The file \mono{globins45.fa} is a FASTA file containing 45
unaligned globin sequences. To align all of these to the
\mono{globins4} profile and make a multiple sequence alignment:

   \vspace{1ex}
   \user{\% hmmalign globins4.hmm globins45.fa}
   \vspace{1ex}

The output of this is a Stockholm format multiple alignment file. The
first few lines of it look like:

   \xsreoutput{inclusions/hmmalign-globins.out}

and so on. (I've truncated long lines.)

First thing to notice here is that \mono{hmmalign} uses both lower
case and upper case residues, and it uses two different characters for
gaps.  This is because there are two different kinds of columns:
``match'' columns in which residues are assigned to match states and
gaps are treated as deletions relative to consensus, and ``insert''
columns where residues are assigned to insert states and gaps in other
sequences are just padding for the alignment to accomodate those
insertions. In a match column, residues are upper case, and a '-'
character means a deletion relative to the consensus. In an insert
column, residues are lower case, and a '.' is padding.  A '-' deletion
has a cost: transition probabilities were assessed, penalizing the
transition into and out of a deletion. A '.' pad has no cost per se;
instead, the sequence(s) with insertions are paying transition
probabilities into and out of their inserted residue.
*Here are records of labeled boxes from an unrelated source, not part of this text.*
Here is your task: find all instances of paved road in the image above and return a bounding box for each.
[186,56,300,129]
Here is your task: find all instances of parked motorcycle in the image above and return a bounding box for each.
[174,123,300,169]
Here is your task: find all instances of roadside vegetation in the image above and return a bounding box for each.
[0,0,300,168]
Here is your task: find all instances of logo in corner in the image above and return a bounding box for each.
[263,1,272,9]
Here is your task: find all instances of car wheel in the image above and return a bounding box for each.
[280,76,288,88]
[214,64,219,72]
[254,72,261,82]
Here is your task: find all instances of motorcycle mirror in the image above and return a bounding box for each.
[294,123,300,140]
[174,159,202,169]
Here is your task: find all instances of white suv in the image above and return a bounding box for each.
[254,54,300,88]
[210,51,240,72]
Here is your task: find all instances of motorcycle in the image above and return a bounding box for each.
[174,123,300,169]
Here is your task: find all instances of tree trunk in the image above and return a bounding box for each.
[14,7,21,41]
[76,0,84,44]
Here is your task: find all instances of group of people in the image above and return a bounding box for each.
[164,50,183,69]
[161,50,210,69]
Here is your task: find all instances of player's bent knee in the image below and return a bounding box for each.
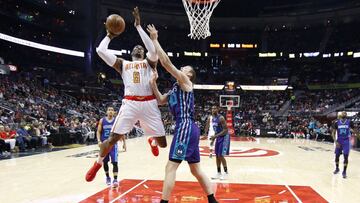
[109,133,124,145]
[155,136,167,148]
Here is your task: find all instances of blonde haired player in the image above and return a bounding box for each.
[85,7,167,182]
[204,115,215,158]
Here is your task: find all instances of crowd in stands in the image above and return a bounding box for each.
[0,67,360,156]
[0,73,100,157]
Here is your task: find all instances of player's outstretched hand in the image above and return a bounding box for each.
[146,24,158,40]
[133,6,140,27]
[150,69,159,85]
[106,29,119,39]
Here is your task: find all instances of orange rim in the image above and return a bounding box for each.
[188,0,216,4]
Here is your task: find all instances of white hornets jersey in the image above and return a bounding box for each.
[121,59,153,96]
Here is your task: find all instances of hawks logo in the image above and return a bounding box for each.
[200,146,280,157]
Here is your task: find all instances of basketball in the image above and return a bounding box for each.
[105,14,125,35]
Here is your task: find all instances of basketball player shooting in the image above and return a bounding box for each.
[147,25,217,203]
[85,7,167,182]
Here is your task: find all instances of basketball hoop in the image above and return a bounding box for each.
[182,0,220,39]
[226,100,234,111]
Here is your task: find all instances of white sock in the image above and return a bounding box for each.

This notation is only for your convenience in output files. You can
see the structure of the profile reflected in the pattern of
residues and gap characters \marginnote{By default, \mono{hmmalign}
  removes any columns that are all deletion characters, so the number
  of apparent match columns in a displayed alignment is $\leq$ the
  actual number of match states in the profile. To prevent this
  trimming and see columns for all match states, use the
  \mono{-{}-allcol} option. This can be helpful if you're writing a
  postprocessor that's trying to keep track of what columns are
  assigned to what match states in the profile.}.  In input files, in
most alignment formats\sidenote[][1ex]{A2M format is an important exception!} HMMER is
case-insensitive, and it does not distinguish between different gap
characters: '-' (dash), '.' (period), or even '\_' (underscore) are
accepted as gap characters.

Important: insertions relative to a profile are
\emph{unaligned}. Suppose one sequence has an insertion of length 10
and another has an insertion of length 2 in the same place in the
profile. The alignment will have ten insert columns, to accomodate the
longest insertion.  The residues of the shorter insertion are thrown
down in an arbitrary order.\marginnote[2ex]{By arbitrary HMMER convention,
  the insertion is divided in half; half is left-justified, and the
  other half is right-justified, leaving '.' characters in the
  middle.}  Notice that in the previous paragraph I oh-so-carefully
said residues are ``assigned'' to a state, not ``aligned'' to a
state. For match states, assigned and aligned are the same thing: a
one-to-one correspondence between a residue and a consensus match
state in the profile. But there may be one \emph{or more} residues
assigned to the same insert state.

Don't be confused by the unaligned nature of profile 
insertions. You're sure to see cases where lower-case inserted
residues are ``obviously misaligned''.  This is just because HMMER
isn't trying to ``align'' them in the first place. It's assigning
them to unaligned insertions.

Enough about the sequences in the alignment. Now, notice all those
\mono{PP} annotation lines. That's posterior probability annotation,
as in the single sequence alignments that \mono{hmmscan} and
\mono{hmmsearch} showed. This represents the confidence that each
residue is assigned where it should be.

Again, that's ``assigned'', not ``aligned''. The posterior probability
assigned to an inserted residue is the probability that it is assigned
to the insert state corresponding to that column. Because the same
insert state might correspond to more than one column, the probability
on an insert residue is \emph{not} the probability that it belongs in
that particular column; again, if there's a choice of column for
putting an inserted residue, that choice is arbitrary.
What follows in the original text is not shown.